Do priorytetyzacja prac, wyboru działań, wyboru alternatywnych rozwiązań… słowem to jest narzędzie skrojone pod pracę Product Ownera, Product Managera i podobnych ról. Najbliższe pokrewne narzędzie to Impact Mapping – nieco łatwiejsze w użyciu, ale dużo mniej precyzyjne więc warto znać oba i dobierać sobie jedno z nich do kontekstu.

Więcej informacji o VBD można znaleźć tu: VBD w pigułce | Value-based Decisions

Dla kogo jest ten meetup?

VBD przyda się nie tylko w rolach decyzyjnych jak Prezes, Lider jakiegoś obszaru, Dyrektor, PM czy PO. VBD się przydaje wszystkim (mam feedback od Scrum Masterów, że to fajne narzędzie dla nich) a sposób myślenia, który stoi za VBD jest bardzo generyczny. Pomaga nawet w życiu prywatnym.

Prelegent:

Zwinność pierwszy raz zobaczyłem… gdzieś koło roku 2000. Pracowałem wtedy w Philips Research w Holandii, gdzie taki sposób działania był jedynym sensownym. Niespecjalnie wiedziałem wtedy, że to nie jest “normalny” sposób pracy. Po (r)emigracji do Polski dowiedziałem się, że to ma nazwę, że z tego się szkoli, że to jakaś większa i wcale nieoczywista sprawa. Fajnie, ale czegoś mi w tym brakowało aż do konferencji Agile by Example w 2013 roku. Tam Tom Gilb dał prezentację pt. “Agility is the Tool, not the Purpose” i klocki powpadały na swoje miejsce: zwinność jest o tym “jak robimy” a temat “co robimy” można zaadresować oddzielnie.

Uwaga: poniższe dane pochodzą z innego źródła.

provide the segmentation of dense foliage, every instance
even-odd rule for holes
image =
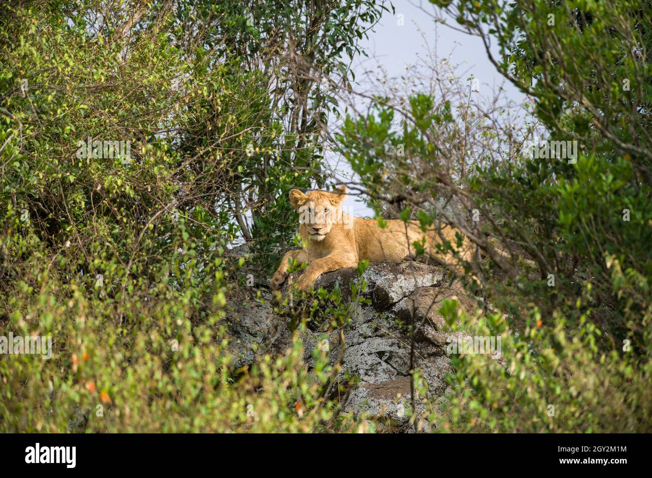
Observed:
[[[364,285],[348,304],[277,297],[292,346],[240,369],[229,351],[243,267],[262,287],[296,242],[287,193],[328,184],[330,137],[379,213],[479,246],[462,278],[477,313],[437,306],[452,331],[500,335],[502,358],[452,355],[451,392],[432,402],[411,371],[415,423],[650,431],[649,8],[433,3],[488,55],[497,42],[537,128],[503,128],[436,75],[331,137],[357,42],[387,11],[372,0],[3,6],[0,335],[51,335],[55,353],[0,358],[0,430],[378,429],[343,412],[356,379],[334,384],[341,363],[319,348],[303,361],[306,323],[342,337]],[[535,131],[576,141],[576,157],[524,156]],[[231,253],[242,241],[248,257]]]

LinkedIn podpowiada mi, że od 2012 roku jestem (w miarę) niezależnym konsultantem. “W miarę”, bo czasem podziałam z jakąś firmą dłużej. Zaczynałem od “wprowadzania zwinności” ale, że lubię podchodzić do pracy kompleksowo, żeby coś faktycznie się zmieniło, więc nie przywiązuję się bardzo do jakichś konkretnych metod, metodyk i framework-ów. Zdecydowanie wolę uszyć albo wybrać coś pod konkretną sytuację. Widziałem już od wewnątrz wielkie banki, wielkie telekomy, startupy, scale-up’y, hierarchiczne i oparte na współpracy… nie wierzę, że istnieje uniwersalne rozwiązanie dla tak różnych organizacji.

Gdzieś w okolicach 2018 roku wyżelowało mi w głowie VBD: takie bardziej analityczne wsparcie dla intuicji gdy odpowiedź na pytanie “co robić” nie jest oczywista. Opiera się mocno na pomysłach Toma Gilba ale jest na tyle różne, że uznaję je za narzędzie autorskie. Tom się nie sprzeciwia :).